Journalisten berichtigen jede von ihnen veröffentlichte ganz oder teilweise falsche Meldung.


Richtlinie 5.1 – Berichtigungspflicht.
Medienschaffende berichtigen Falschmeldungen unverzüglich. Zu berichtigen sind Fakten, nicht aber Werturteile.


Beispiele
Online-Berichtigung (46/2001). Gestützt auf einen gerichtlichen Vergleich brachte die «Weltwoche» eine Gegendarstellung in ihrer Printausgabe. Der Autor der Gegendarstellung beanstandete daraufhin, die Zeitung habe den Hauptartikel auch online veröffentlicht, nicht aber die Gegendarstellung. Die «Weltwoche» wandte ein, die konsequente Verknüpfung von Berichtigungen und Gegendarstellungen mit dem ursprünglichen Bericht wäre zwar wünschenswert, sei aber praktisch nicht ohne Weiteres durchführbar. Demgegenüber beharrte der Presserat darauf, eine Berichtigung oder Gegendarstellung zu einem Artikel in der Printausgabe sei jedenfalls dann auch online zu publizieren, wenn auch der Hauptartikel online veröffentlicht wird. Generell empfahl er den Redaktionen, bei der Online-Publikation den Ursprungsartikel mit Berichtigung oder Gegendarstellung durch Hyperlinks zu verbinden, zumindest aber durch eine Beschlagwortung sicherzustellen, dass bei späteren Recherchen möglichst beide Quellen gemeinsam gefunden werden.


SMD muss Vermerk verlinken (Urteil Amtsgericht Luzern-Land vom 26. 11. 2010). Ende 2010 hat ein Gericht die Schweizerische Mediendatenbank (SMD) gestützt aufs Datenschutzgesetz erstmals gezwungen, einen 2008 publizierten Artikel mit einem nachträglichen Vermerk zu versehen. Mehrere Medien hatten seinerzeit zutreffend berichtet, einer öffentlich bekannten Person drohe ein Strafverfahren. Da ein Gutachten den Prominenten entlastete, leitete der Staatsanwalt dann doch kein Verfahren ein; das aber meldete nur noch eine Lokalzeitung. Da die Entlastung in der SMD nicht ersichtlich war, klagte der Betroffene erfolgreich, das Archiv sei zu verpflichten, die ursprünglichen Texte mit einem Vermerk zu ergänzen. Das Gericht argumentierte: Die Meldungen in der SMD seien zwar zur Zeit ihres Erscheinens richtig gewesen, heute aber seien sie es nicht mehr («Richtigkeit in der Zeit»).
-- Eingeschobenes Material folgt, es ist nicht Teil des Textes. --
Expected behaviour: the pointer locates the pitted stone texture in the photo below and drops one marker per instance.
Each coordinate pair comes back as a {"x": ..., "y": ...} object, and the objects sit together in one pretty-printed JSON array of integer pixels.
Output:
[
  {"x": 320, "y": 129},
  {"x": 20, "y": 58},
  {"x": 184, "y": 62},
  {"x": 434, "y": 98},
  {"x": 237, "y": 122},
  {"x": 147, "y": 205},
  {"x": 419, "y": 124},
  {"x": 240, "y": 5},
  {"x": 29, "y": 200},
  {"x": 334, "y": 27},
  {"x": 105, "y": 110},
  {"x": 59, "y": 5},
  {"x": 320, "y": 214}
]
Das Anbringen des Vermerks belaste die SMD «nicht übermässig». Das Gericht befahl und formulierte die Ergänzung in zwei Sätzen.


Das «Recht auf Vergessen» vergessen? (29/2011). Für den Presserat gilt das «Recht auf Vergessen» auch für Online-Medien und digitale Archive. Redaktionen sollten bei Gesuchen auf nachträgliche Anonymisierung oder Aktualisierung eines digital archivierten Medienberichts ausgehend vom Verhältnismässigkeitsprinzip sorgfältig prüfen, ob ein identifizierender Bericht aus heutiger Sicht die Persönlichkeit des Betroffenen verletzt sowie, ob der Betroffene glaubhaft macht, dass ihm aus der Identifizierung oder mangelnden Aufdatierung ein aktueller, gewichtiger Nachteil droht. Nicht zuzumuten sei den Journalisten hingegen, im Internet frei zugängliche archivierte Artikel regelmässig daraufhin zu durchforsten, ob identifizierendes Berichten aus heutiger Sicht nach wie vor gerechtfertigt ist oder ob aufgrund veränderter Verhältnisse ausnahmsweise eine Aktualisierung angebracht wäre. Medienschaffende sollten aber ihre Quellen gerade bei Internet- und Archivrecherchen kritisch überprüfen und sich Informationen von mehreren Seiten bestätigen lassen.

 

Checkliste

Auf welchen Plattformen ist der Ursprungsartikel erschienen?
Ist die Verknüpfung zwischen Ursprungsartikel und Berichtigung/
Gegendarstellung durchgehend gewährleistet?